From: Martin J. Dürst <duerst@it.aoyama.ac.jp>
Date: Tue, 19 Nov 2013 13:32:37 +0900
To: "Henry S. Thompson" <ht@inf.ed.ac.uk>
CC: Bjoern Hoehrmann <derhoermi@gmx.net>, IETF Discussion <ietf@ietf.org>, JSON WG <json@ietf.org>, Anne van Kesteren <annevk@annevk.nl>, www-tag@w3.org, es-discuss <es-discuss@mozilla.org>
Message-ID: <528AE9E5.3000704@it.aoyama.ac.jp>

Okay, here are some more tests.

http://www.sw.it.aoyama.ac.jp/2013/pub/json_tests/test1_utf8_nobom.json
http://www.sw.it.aoyama.ac.jp/2013/pub/json_tests/test2_utf8_bom.json

They are self-describing JSON files served with application/json, the 
first without a BOM, and the second with a BOM.
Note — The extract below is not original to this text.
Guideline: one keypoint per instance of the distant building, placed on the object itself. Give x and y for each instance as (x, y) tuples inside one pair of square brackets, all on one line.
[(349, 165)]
They contain some Japanese, and a tiny bit of Spanish.

[see more below]

On 2013/11/18 21:59, Henry S. Thompson wrote:
> Bjoern Hoehrmann writes:
>
>> Perl's JSON module gives me
>>
>>    malformed JSON string, neither array, object, number, string
>>    or atom, at character offset 0 (before "\x{ef}\x{bb}\x{bf}[]")
>>
>> Python's json module gives me
>>
>>    ValueError: No JSON object could be decoded
>>
>> Go's "encoding/json" module gives me
>>
>>    invalid character 'ï' looking for beginning of value
>
> I'm curious to know what level you're invoking the parser at.  As
> implied by my previous post about the Python 'requests' package, it
> handles application/json resources by stripping any initial BOM it
> finds -- you can try this with
>
>>>> import requests
>>>> r=requests.get("http://www.ltg.ed.ac.uk/ov-test/b16le.json")
>>>> r.json()

I get a 404 on this example. I can put up UTF-16 examples, too.

Regards,   Martin.

> Signatures are not part of the text of a document, as the UNICODE spec
> makes clear, so asking what happens when you pass a string beginning
> with a BOM to a parser is not really the right question in this
> context, is it?
>
> As I tried to say in an earlier post, there's a distinction which
> needs to be carefully insisted on between, on the one hand, languages
> and their parsers, where I agree signatures/BOMs have no place, and,
> on the other hand, (media-typed) resources/entities/payloads and _their_
> processing, where a discussion of BOMs/signatures _is_ appropriate
> and, often, necessary.
>
> BTW I agree that the status of the UTF-8 BOM as signature is slightly
> hazy, but again the UNICODE spec itself [1] says
>
>    "this sequence can serve as signature for UTF-8 encoded text where
>     the character set is unmarked"
>
> ht
>
> [1] http://www.unicode.org/versions/Unicode6.2.0/ch16.pdf

Received on Tuesday, 19 November 2013 04:33:55 UTC